All InfluxDB settings can be applied using environment variables. Environment variables override any settings in the InfluxDB configuration file:

  • Under "new menu" (master branch), environment variables are stored inline in

    ~IOTstack/docker-compose.yml
    
  • Under "old menu", environment variables are stored in:

    ~/IOTstack/services/influxdb/influxdb.env
    

Whenever you change an environment variable, you activate it like this:

$ cd ~/IOTstack
$ docker-compose up -d influxdb

The default service definition provided with IOTstack exposes the following environment variables:

  • TZ=Etc/UTC set this to your local timezone. Do not use quote marks!
  • INFLUXDB_HTTP_FLUX_ENABLED=false set this true if you wish to use Flux queries rather than InfluxQL:

    At the time of writing, Grafana queries use InfluxQL.

  • INFLUXDB_REPORTING_DISABLED=false InfluxDB activates phone-home reporting by default. This variable disables it for IOTstack. You can activate it if you want your InfluxDB instance to send reports to the InfluxDB developers.

  • INFLUXDB_MONITOR_STORE_ENABLED=FALSE disables automatic creation of the _internal database. This database stores metrics about InfluxDB itself. The database is incredibly busy. Side-effects of enabling this feature include increased wear and tear on SD cards and, occasionally, driving CPU utilisation through the roof and generally making your IOTstack unstable.

    To state the problem in a nutshell: do you want Influx self-metrics, or do you want a usable IOTstack? You really can't have both. See also issue 19543.

  • Authentication variables:

    • INFLUXDB_HTTP_AUTH_ENABLED=false
    • INFLUX_USERNAME=dba
    • INFLUX_PASSWORD=supremo

    Misunderstanding the purpose and scope of these variables is a common mistake made by new users. Please do not guess! Please read Authentication before you enable or change any of these variables. In particular, dba and supremo are not defaults for database access.

  • UDP data acquisition variables:

    • INFLUXDB_UDP_ENABLED=false
    • INFLUXDB_UDP_BIND_ADDRESS=0.0.0.0:8086
    • INFLUXDB_UDP_DATABASE=udp

    Read UDP support before making any decisions on these variables.

about influxdb.conf

A lot of InfluxDB documentation and help material on the web refers to the influxdb.conf configuration file. Such instructions are only appropriate when InfluxDB is installed natively.

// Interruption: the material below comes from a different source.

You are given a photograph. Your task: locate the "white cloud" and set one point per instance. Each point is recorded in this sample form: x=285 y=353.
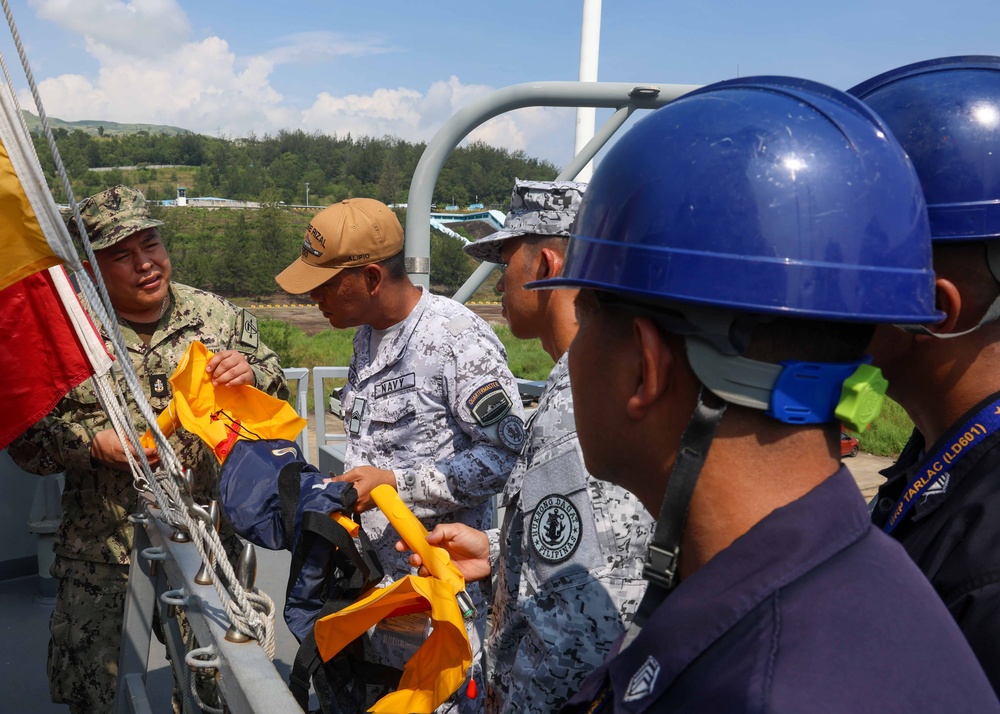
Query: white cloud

When InfluxDB runs in a container, changing influxdb.conf is neither necessary nor recommended. Anything that you can do with influxdb.conf can be done with environment variables.

However, if you believe that you have a use case that absolutely demands the use of influxdb.conf then you can set it up like this:

  1. Make sure the InfluxDB container is running!
  2. Execute the following commands:

    $ cd ~/IOTstack
    $ docker cp influxdb:/etc/influxdb/influxdb.conf .
    
  3. Edit docker-compose.yml, find the influxdb service definition, and add the following line to the volumes: directive:

    - ./volumes/influxdb/config:/etc/influxdb
    
  4. Execute the following commands:

    $ docker-compose up -d influxdb
    $ sudo mv influxdb.conf ./volumes/influxdb/config/
    $ docker-compose restart influxdb
    

At this point, you can start making changes to:

~/IOTstack/volumes/influxdb/config/influxdb.conf

You can apply changes by sending a restart to the container (as above). However, from time to time you may find that your settings disappear or revert to defaults. Make sure you keep good backups.

Connecting to InfluxDB

By default, InfluxDB runs in non-host mode and respects the following port-mapping directive in its service definition:

ports:
  - "8086:8086"

If you are connecting from:

  • another container (eg Node-RED or Grafana) that is also running in non-host mode, use:

    http://influxdb:8086
    

    In this context, 8086 is the internal (right hand side) port number.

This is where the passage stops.